Quindi il racconto: “Ho fatto le superiori a Sessa Aurunca. Prendevo il pullman da Carinola fino a Sessa ogni mattina. Quasi ogni mattina cercavo di NON incontrare un ragazzo che NON era un camorrista ma voleva esserlo. Era amico di ‘figli di’ ma doveva dimostrare qualcosa in più al suo gruppo perché nelle sue vene scorreva sangue anonimo, insopportabile per un anonimo. Nessuno dà il giusto valore alla propria anonimia fin quando non la perde completamente, finendo sul giornale per esempio, uccidendo qualcuno per esempio”.
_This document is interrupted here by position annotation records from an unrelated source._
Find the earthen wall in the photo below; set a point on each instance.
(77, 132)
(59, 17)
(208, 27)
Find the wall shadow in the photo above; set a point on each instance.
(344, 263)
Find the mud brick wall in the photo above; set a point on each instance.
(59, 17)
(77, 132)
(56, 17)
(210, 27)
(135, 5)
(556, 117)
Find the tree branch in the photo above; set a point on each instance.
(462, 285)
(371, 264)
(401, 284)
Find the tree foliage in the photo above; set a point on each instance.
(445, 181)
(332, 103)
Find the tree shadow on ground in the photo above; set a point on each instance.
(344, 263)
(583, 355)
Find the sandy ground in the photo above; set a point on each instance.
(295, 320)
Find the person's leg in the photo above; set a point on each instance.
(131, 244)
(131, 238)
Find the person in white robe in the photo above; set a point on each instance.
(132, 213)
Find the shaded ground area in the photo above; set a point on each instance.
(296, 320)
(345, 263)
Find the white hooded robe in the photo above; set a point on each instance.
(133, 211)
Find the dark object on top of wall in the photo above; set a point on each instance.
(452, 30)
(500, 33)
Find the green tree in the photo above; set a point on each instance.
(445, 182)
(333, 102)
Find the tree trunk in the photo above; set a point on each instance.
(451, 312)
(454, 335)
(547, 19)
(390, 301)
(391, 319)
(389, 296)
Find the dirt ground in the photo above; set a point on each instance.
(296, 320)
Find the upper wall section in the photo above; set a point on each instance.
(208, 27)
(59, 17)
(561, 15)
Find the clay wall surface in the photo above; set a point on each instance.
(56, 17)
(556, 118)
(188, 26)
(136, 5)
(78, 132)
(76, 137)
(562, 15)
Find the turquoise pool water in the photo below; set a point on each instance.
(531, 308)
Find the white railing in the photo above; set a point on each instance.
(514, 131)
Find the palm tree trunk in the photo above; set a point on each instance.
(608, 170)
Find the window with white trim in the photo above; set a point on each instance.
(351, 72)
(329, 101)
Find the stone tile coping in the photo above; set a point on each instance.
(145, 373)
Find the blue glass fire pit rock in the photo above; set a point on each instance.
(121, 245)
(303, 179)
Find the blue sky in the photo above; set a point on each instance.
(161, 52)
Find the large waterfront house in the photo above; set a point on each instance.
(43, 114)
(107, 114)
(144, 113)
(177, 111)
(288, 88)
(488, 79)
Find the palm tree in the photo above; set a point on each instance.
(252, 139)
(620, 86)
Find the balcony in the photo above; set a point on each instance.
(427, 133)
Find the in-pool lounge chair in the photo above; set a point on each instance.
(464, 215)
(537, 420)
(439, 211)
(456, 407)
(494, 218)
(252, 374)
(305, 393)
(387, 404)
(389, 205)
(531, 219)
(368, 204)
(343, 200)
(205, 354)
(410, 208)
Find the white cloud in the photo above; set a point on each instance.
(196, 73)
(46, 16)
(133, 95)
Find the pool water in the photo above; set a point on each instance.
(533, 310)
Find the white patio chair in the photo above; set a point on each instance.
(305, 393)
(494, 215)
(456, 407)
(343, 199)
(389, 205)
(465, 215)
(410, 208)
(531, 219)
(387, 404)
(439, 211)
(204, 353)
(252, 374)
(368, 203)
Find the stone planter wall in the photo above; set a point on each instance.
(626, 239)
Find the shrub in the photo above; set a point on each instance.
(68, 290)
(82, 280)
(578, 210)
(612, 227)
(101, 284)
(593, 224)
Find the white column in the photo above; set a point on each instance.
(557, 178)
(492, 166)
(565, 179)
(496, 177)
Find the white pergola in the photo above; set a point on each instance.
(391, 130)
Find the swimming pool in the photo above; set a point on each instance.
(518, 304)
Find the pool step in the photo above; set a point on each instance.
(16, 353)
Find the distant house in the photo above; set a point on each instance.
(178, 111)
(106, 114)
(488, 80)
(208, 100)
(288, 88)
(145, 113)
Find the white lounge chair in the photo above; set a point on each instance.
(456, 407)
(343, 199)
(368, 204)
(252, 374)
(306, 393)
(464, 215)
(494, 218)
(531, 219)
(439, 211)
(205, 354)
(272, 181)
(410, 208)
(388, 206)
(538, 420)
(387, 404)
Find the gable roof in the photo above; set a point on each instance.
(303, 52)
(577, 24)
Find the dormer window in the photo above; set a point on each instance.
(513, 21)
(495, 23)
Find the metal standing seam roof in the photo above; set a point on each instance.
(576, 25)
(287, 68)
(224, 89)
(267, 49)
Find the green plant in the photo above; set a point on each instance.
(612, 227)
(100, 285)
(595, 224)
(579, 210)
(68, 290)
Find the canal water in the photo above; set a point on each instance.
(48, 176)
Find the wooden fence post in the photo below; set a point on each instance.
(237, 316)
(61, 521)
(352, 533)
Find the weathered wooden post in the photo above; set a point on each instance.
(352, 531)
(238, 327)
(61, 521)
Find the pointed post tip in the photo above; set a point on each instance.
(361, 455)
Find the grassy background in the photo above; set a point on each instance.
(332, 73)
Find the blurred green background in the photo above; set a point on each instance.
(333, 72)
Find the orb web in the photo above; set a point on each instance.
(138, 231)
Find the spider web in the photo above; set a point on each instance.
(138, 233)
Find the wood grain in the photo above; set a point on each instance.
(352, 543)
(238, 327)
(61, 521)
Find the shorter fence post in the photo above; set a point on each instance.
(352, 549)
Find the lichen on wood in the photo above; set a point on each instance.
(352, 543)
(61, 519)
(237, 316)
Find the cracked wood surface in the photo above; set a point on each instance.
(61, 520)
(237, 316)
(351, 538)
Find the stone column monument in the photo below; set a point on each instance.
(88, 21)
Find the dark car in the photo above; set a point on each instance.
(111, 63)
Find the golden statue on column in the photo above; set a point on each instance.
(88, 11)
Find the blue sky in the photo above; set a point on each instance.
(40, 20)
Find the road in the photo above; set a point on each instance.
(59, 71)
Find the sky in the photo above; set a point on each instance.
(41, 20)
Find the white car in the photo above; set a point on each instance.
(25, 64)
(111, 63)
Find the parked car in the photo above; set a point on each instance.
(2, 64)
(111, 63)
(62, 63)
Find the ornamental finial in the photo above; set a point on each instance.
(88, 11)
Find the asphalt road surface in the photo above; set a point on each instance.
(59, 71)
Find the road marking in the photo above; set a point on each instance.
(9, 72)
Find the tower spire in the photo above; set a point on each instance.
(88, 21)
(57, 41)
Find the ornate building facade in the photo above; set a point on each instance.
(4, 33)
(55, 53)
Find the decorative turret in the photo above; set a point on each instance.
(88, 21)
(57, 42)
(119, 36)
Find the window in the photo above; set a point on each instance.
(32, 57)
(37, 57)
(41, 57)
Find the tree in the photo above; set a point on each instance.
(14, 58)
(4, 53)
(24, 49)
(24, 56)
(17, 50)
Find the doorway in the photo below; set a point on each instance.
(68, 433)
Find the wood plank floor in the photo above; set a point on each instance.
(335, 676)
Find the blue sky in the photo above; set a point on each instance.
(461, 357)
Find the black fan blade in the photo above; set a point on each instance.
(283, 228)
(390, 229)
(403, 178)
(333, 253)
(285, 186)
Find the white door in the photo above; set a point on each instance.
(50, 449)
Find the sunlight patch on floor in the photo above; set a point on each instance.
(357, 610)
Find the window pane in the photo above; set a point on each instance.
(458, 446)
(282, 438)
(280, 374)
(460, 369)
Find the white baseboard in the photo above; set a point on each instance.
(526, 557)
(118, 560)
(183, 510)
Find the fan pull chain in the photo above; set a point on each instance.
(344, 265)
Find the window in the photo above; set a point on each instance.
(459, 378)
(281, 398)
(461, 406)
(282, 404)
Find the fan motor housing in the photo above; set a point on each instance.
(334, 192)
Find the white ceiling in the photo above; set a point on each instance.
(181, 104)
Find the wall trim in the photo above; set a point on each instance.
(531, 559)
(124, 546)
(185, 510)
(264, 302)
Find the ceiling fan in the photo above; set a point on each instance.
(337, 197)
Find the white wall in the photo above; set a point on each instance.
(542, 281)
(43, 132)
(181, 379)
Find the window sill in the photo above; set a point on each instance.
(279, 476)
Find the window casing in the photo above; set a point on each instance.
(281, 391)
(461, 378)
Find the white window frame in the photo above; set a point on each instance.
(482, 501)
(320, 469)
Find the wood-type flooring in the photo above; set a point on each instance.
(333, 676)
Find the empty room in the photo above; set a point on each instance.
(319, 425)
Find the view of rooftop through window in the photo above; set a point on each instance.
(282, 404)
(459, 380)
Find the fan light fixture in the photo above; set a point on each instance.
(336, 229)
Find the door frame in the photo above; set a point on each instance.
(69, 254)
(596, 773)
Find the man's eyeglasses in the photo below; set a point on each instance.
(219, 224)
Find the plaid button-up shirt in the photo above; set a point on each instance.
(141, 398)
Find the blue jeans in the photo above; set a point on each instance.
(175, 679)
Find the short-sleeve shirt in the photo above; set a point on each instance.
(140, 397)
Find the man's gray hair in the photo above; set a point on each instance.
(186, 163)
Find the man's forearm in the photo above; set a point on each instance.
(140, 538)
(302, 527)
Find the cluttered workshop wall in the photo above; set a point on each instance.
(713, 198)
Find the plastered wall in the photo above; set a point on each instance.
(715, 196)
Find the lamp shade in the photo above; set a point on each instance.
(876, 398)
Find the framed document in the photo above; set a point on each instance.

“Questo mio coetaneo aveva scelto da maturo quindicenne di imporsi sugli altri. Quando scendevo dal pullman ci fermavamo mezzoretta in villa a Sessa prima di entrare in classe (2004). Ho fatto il linguistico. I miei compagni di classe con cui ero in villa prima di entrare ogni mattina erano poco meno di dieci donne. Ho vissuto il matriarcato nella mia adolescenza. Ero al linguistico. Dicevo. Stavo nel mio gruppetto, in villa. Questo ragazzo mi si avvicina e mi chiama ‘o suggettò’ che vuol dire ‘soggettone’ che vuole dire ‘tu che non ti imponi con la forza qui avrai problemi’”, ha continuato.
“Non risposi alle provocazioni. Si avvicina sempre di più, siamo faccia a faccia, mi minaccia senza motivo, senza motivo, nessun motivo, zero motivi, non un motivo. Mi da una testata secca sulla bocca. Così a caso. Senza motivo. Nessun motivo. Zero motivi. Non un motivo. Per ridere. Per fare la camorra”, ha proseguito.
“Mi mortifica. Non dico niente. E mi porto il non dire niente per tutto l'anno scolastico. Mi porto il non dire niente fino a domani. Non dire niente è un altro modo di morire. Non dire niente per non morire di fronte a un bar con un vodka lemon annacquato in mano. Non reagire a una umiliazione. Non rispondere alla violenza richiede una perversa autocommiserazione e non si capisce dove finisce quella e dove inizia l'istinto di sopravvivenza”, ha sottolineato.
“Questo messaggio è diretto ai ragazzi che vogliono imporre sé stessi con la violenza. Non c'è nulla che vi fermerà. Neanche un morto. Neanche mille, di cui già non sappiamo più nulla. Fra un mese Francesco Pio sarà uno di quelli. Niente di più. E chi l'ha ucciso sarà uno di quelli. Niente di più. Nessun protagonista. Torna l'anonimia. Resta il nulla. Resta il contrario della speranza. Restano solo dei ragazzi a cui non è permesso di vivere dignitosamente. Riposa in pace Francesco Pio. Riposa in pace fratello mio campano”, ha quindi concluso.